11. PlayStation Network Hacked
Also in April 2011, Sony announced that hackers had stolen personal data from 77 million PlayStation subscribers. Although this was a security breach of Sony's PlayStation Network, the privacy implications were significant given that the intruder had stolen names, addresses, email addresses and birthdates for so many customers. Sony said it was unclear whether credit card data was stolen, and it warned customers to be on the lookout for identity theft. Security experts said the Sony privacy breach was one of the largest on record. Sony estimated that the incident cost the company $171 million to rebuild its computers and purchase credit protection services for its customers.

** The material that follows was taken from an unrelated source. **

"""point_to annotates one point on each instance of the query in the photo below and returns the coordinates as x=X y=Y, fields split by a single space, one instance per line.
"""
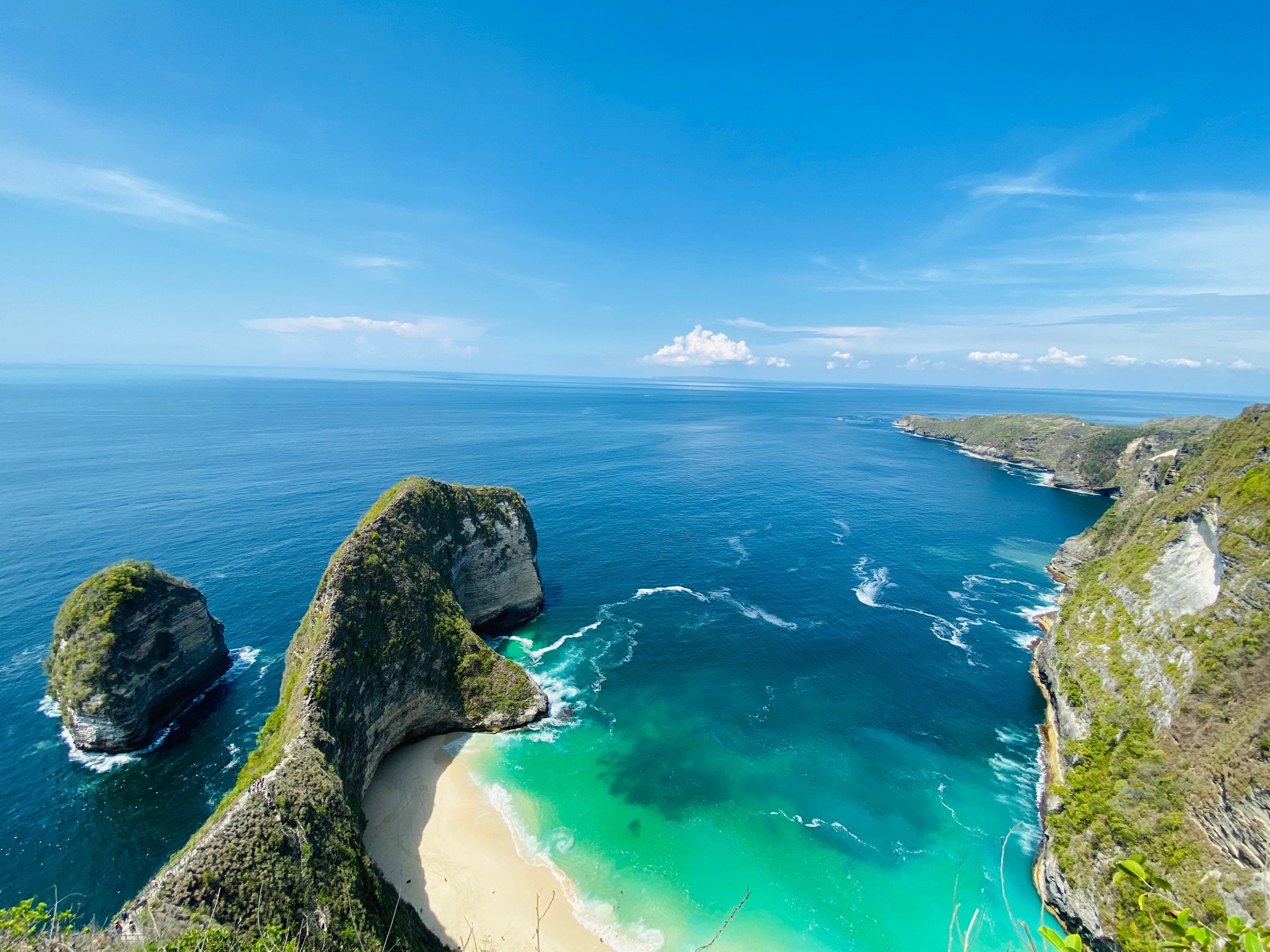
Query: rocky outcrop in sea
x=132 y=645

12. Disney Violates Kid Data Rule
U.S. Web sites that target children for subscriptions or sales must comply with special rules aimed at gathering permission from parents under the Children's Online Privacy Protection Act (COPPA). In May, 2011, Disney's Playdom, Inc. had the dubious honor of paying the largest-ever COPPA fine, which was a $3 million civil penalty from the FTC for gathering and sharing personal information about hundreds of thousands of children without parental consent. Playdom, which runs the popular Pony Stars site, collected kids' ages and email addresses and allowed them to post their full names and locations. Other sites that have run afoul of COPPA rules include blogging outlet Xanga.com and mobile app developer Broken Thumbs.
13. Carrier IQ
The year 2011 closed out with another privacy-oriented brouhaha, this time surrounding Carrier IQ, which sells analytics software for mobile devices. The software is used in an estimated 142 million smartphones. A systems analyst/amateur security researcher discovered this software on his smartphone, and found that it was capturing battery life, connections, text messages, emails and other actions. A slew of accusations followed, with Carrier IQ and its carrier customers being taken to task for allegedly keylogging, spying and tracking. But more detailed analysis by other professional security researchers found that the systems analyst who originally raised the issue was confusing Carrier IQ's actions with those of debug statements mistakenly left in the Android code by phone maker HTC's programmers. As it turns out, Carrier IQ was simply collecting performance data for optimizing the end users' experience. Nevertheless, the original discovery prompted Sprint and HTC to reportedly no longer include the Carrier IQ software on their devices.